It’s pointless to feel guilty about curiosity, but I still feel a dread weighing on my chest as I ask, "Did you ever find what you were looking for?"
"Well, no," Arlene answers, buckling her shoes. She glances at me for only a second, from where I sit on the rented room’s expensive cabinet. She says nothing about my dangerous habits. Getting up and dusting off her skirt, she looks around for something.
Has she ever worn a different dress, even at parties? Or has it always been that same attire? I squint my eyes. I can’t remember.
I shake my head. This is too complicated.
"But, it's fine." Arlene's words snap me out of my contemplation, and she smiles at me with closed eyes. "I'll accept it eventually. I just need to check one last thing before I'm off again."
I nod, and jump off the cabinet. Arlene flinches (and I'll never understand why she didn't get used to it) but waves me along, swinging her parasol on her jointed wrist.
"It's such a beautiful day out. Don't you think, Carnate?"
She's right, and for some reason, I don't hate the fact that she is.
Normally, Arlene would scold me for saying more than what needs to be said—to simply bask in the beauty of the moment, to soak in the sun and do whatever it is "felines like me" need to do. It feels unusual for her to ever start a conversation first.
Unsure how to respond, I scratch my head. "I mean, I guess."
We pass by a tech shop as Arlene continues to walk aimlessly. I hear a news reporter talking about the death of someone—”the young leader of the Royal Sphere, whose life was taken away from her too soon”, and how “her death will be felt around the world”.
There’s a garden in the middle of a large space of sidewalk—it has a graveyard, too, but not many people visit it. They’re too busy. The same was true with Arlene and I; we never had any time to visit this garden just next to the house we were renting. I suppose we were both too invested in finding Hyacinthe.
A bird darts from a tree on one side of the street to another. I'm so enamored by its shiny feathers I barely notice the pole I'm about to walk into. Arlene pulls me away before I walk into it and break my nose.
"Thanks," I mutter, and Arlene sighs; the same way she does whenever she needs to say something but doesn't want to.
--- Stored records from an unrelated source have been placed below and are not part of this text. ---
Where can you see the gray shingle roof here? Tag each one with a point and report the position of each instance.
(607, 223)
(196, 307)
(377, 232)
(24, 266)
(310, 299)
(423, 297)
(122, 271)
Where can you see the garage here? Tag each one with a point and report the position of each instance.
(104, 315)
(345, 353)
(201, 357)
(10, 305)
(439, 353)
Or whenever she does want it, but doesn't know how to say it.
"I really must thank you for your time, Carnate," she eventually says, tucking a strand of delicate hair behind her ear. "You've been such a help to me; I can't help but feel that I should be paying more than what I already have."
"I don't care," I respond, because I don't.
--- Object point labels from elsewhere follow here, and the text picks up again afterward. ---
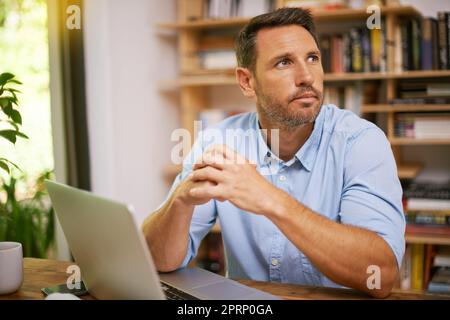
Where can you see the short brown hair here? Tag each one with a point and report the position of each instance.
(246, 41)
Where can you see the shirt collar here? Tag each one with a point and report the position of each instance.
(307, 153)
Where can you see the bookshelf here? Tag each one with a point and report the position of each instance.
(194, 83)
"How about we have some dinner together, before I depart, my dear? I heard the restaurant nearby has delicious goulash. My treat, of course."
"Yeah, let's do it!"
Arlene giggles. "You're simply too easy. I thought felines were supposed to be intelligent."
I ignore the way my face heats up and look up and away from the sidewalk. "Yeah, yeah, whatever! You know, the best form of extra payment for me wouldn't even be free food, or more money.”
She hums in thought.
“Not that that isn't off the table, of course," I add.
She carefully raises an eyebrow. The gold-filled cracks on her face glint in the sun, pieces of stardust falling from her face. "Do go on."
"You could tell me what all this Hyacinth bull is about." I rest my head on my hands as I lean back. "It would be oh so insightful to know what exactly you've been chasing all these months."
Arlene hums in thought. "Maybe."
"Maybe?" I scoff.
She looks up at me with a smile, and nods. "Maybe."
Rolling my eyes, I try my hardest not to punt her across the street. That would be mean, I think; considering after all we've been through.
Especially after all we've been through.
"So, I hope dinner before we leave will be enough to satiate your hunger?" she asks, stopping suddenly. I look down at her, confused, and she stands up on the tips of her toes to gently poke my nose. "I'm afraid the true secret to finding Hyacinth is currently above your pay grade."
I sneer. "You're such an asshole,” I mutter. “Always have been."
"Then quit your job, and find someone else to pester," she replies with a shrug, walking over to the garden’s gate. As she starts fiddling with the latch, I can’t find any words to bite back with. I can’t tell if her intelligence is my most or least favorite part about her.
She struggles to open the gate the first few inches, so I grab the top part of it and swing it open—she stumbles along with it, but says nothing as she enters the garden—
No, no, not the garden. That's what we passed five minutes ago.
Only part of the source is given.